Park Young-Hun, Kim Jinsoo, Kim Seung-Soo, Park Young-Kwon
College of Environment and Applied Chemistry, Kyung Hee University, Yongin, Gyeonggi-do, Republic of Korea.
Bioresour Technol. 2009 Jan;100(1):400-5. doi: 10.1016/j.biortech.2008.06.040. Epub 2008 Aug 9.

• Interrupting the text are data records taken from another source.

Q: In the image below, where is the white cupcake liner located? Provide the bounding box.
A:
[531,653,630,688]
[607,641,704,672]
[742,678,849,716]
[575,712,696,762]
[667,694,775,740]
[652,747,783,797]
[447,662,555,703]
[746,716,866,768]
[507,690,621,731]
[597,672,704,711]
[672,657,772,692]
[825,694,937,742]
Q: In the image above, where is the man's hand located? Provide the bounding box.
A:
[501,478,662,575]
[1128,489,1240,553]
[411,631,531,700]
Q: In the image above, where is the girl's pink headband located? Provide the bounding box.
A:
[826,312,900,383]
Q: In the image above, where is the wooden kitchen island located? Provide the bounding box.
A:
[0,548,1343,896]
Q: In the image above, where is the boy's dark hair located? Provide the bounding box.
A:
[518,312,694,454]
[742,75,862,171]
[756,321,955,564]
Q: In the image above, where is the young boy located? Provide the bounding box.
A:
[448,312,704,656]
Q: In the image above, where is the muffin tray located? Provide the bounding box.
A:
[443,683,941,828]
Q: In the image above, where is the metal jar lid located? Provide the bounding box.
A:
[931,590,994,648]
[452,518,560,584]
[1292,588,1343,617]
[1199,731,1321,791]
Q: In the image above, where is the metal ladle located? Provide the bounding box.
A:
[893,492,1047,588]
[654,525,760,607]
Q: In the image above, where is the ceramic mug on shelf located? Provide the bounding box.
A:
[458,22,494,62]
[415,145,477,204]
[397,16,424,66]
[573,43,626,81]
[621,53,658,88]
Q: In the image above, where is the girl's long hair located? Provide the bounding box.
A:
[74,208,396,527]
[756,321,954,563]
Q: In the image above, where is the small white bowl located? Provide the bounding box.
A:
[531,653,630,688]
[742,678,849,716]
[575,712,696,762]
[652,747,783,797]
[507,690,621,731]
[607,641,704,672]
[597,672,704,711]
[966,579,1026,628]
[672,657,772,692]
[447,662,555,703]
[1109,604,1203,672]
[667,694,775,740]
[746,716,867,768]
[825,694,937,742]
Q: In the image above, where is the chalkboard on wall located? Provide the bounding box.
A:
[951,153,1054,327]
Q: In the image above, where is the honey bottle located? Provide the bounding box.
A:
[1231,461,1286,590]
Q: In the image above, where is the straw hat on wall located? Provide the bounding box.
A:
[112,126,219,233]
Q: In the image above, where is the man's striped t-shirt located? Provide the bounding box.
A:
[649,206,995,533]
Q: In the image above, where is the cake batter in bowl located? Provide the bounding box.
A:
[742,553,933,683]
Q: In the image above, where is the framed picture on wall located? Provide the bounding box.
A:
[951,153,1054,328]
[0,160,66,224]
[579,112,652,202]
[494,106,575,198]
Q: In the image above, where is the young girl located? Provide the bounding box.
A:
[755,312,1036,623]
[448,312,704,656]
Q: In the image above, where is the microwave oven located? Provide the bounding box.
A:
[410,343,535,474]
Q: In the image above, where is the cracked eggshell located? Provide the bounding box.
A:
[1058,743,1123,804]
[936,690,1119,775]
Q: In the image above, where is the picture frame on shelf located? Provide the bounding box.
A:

In this work, pyrolysis characteristics were investigated using thermogravimetric analysis (TGA) at heating rates of 5-20 degrees C/min. Most of the materials were decomposed between 330 degrees C and 370 degrees C at each heating rate. The average activation energy was 236.2 kJ/mol when the pyrolytic conversion increased from 5% to 70%. The pyrolysis kinetics of oak trees was also investigated experimentally and mathematically. The experiments were carried out in a tubing reactor at a temperature range of 330-370 degrees C with a reaction time of 2-8 min. A lump model of combined series and parallel reactions for bio-oil and gas formation was proposed. The kinetic parameters were determined by nonlinear least-squares regression from the experimental data. It was found from the reaction kinetic constants that the predominant reaction pathway from the oak trees was to bio-oil formation rather than to gas formation at the investigated temperature range.
在这项工作中,使用热重分析(TGA)在5 - 20℃/分钟的加热速率下研究了热解特性。在每个加热速率下,大多数材料在330℃至370℃之间分解。当热解转化率从5%增加到70%时,平均活化能为236.2 kJ/mol。还通过实验和数学方法研究了橡树的热解动力学。实验在管式反应器中于330 - 370℃的温度范围内进行,反应时间为2 - 8分钟。提出了一个用于生物油和气体形成的串联和并联反应组合的集总模型。动力学参数通过对实验数据进行非线性最小二乘回归确定。从反应动力学常数发现,在所研究的温度范围内,橡树的主要反应途径是形成生物油而不是形成气体。